Problem Link - Triathlon
Problem Statement
The Republic of Tutaria is celebrating its 37th year of independence. To mark the occasion, the nation is organising a contest where all its N citizens take part. The event has three tracks, a COBOL programming competition, pole vault, and a doughnut-eating competition. Each citizen takes part in these three tracks in the same order—a citizen starts with the programming competition, continues with the pole vault as soon as his or her COBOL masterpiece is ready, and then starts gorging on doughnuts as soon as the pole vault is done.
The Supreme Leader of Tutaria closely monitors all citizens and knows the exact amount of time each citizen will take in each of the three tracks. She wants to schedule the event so that it will finish as early as possible. However, the Republic of Tutaria has only one computer, and, as a result, only one person can participate in the COBOL programming event at a time. However, any number of people may simultaneously participate in the pole vault and doughnut-eating competitions.

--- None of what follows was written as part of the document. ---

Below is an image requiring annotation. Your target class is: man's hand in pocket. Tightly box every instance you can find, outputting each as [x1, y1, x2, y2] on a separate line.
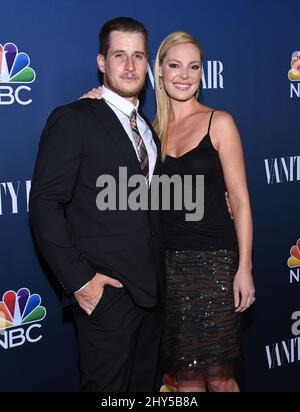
[74, 273, 123, 315]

The event works as follows. The Supreme Leader fixes the order in which contestants get access to the computer. At time 0, the first citizen in the list starts writing his or her COBOL program, while the remaining citizens wait for the computer to be free. As soon as the first citizen is done, he or she proceeds to the pole vault, and the second citizen gets the computer for the programming round. In general whenever the computer becomes free, the next citizen gets to use it. Whenever a citizen is done using the computer, he or she proceeds to the pole vault immediately, regardless of what the other citizens are doing. Similarly, whenever a citizen is done with the pole vault, he or she proceeds to the doughnut-eating track immediately, independently of the others. The event ends as soon as all the citizens have finished all the three tracks of the event.
Approach
We want to minimize the total time of the event. Since only one person can use the computer at a time for the COBOL track
, we need to consider the time each person spends on the three tracks. The time a person spends in total is the sum of their times in COBOL
, pole vault, and doughnut-eating
. We start by adding up the times of all citizens. Then, for each citizen, we calculate how long they will take, factoring in that while they are doing the pole vault or eating doughnuts, others can continue those activities concurrently. To find the minimum time to complete all the activities, we track the maximum time either taken by a citizen’s total time or the time required by the current citizen once they finish COBOL
and the others have completed their tasks. At the end, we return the maximum of these values, which ensures we finish as early as possible while considering the constraints of the event.
Editorialist's code (C++)
#include<bits/stdc++.h>
using namespace std;
#define ll long long
int main()
{
ll n;cin>>n;
ll idx = -1;
ll totalc = 0;
vector<ll> cobol;
vector<ll> times;
ll maximize = 0;
for(size_t i = 0;i<n;i++)
{
ll c,p,d;cin>>c>>p>>d;
totalc += c;
ll total = c+p+d;
maximize = max(maximize, total);
times.push_back(total);
cobol.push_back(c);
}
ll mint = INT_MAX;
for(size_t i = 0;i<n;i++)
{
ll timeif = times[i]+totalc-cobol[i];
mint = min(mint, timeif);
}
cout<<max(mint,maximize)<<endl;
return 0;
}
Time Complexity
The time complexity is O(n) because we go through each citizen once to compute their total times.
Space Complexity
The space complexity is O(n) due to the storage of the citizen’s times and other variables.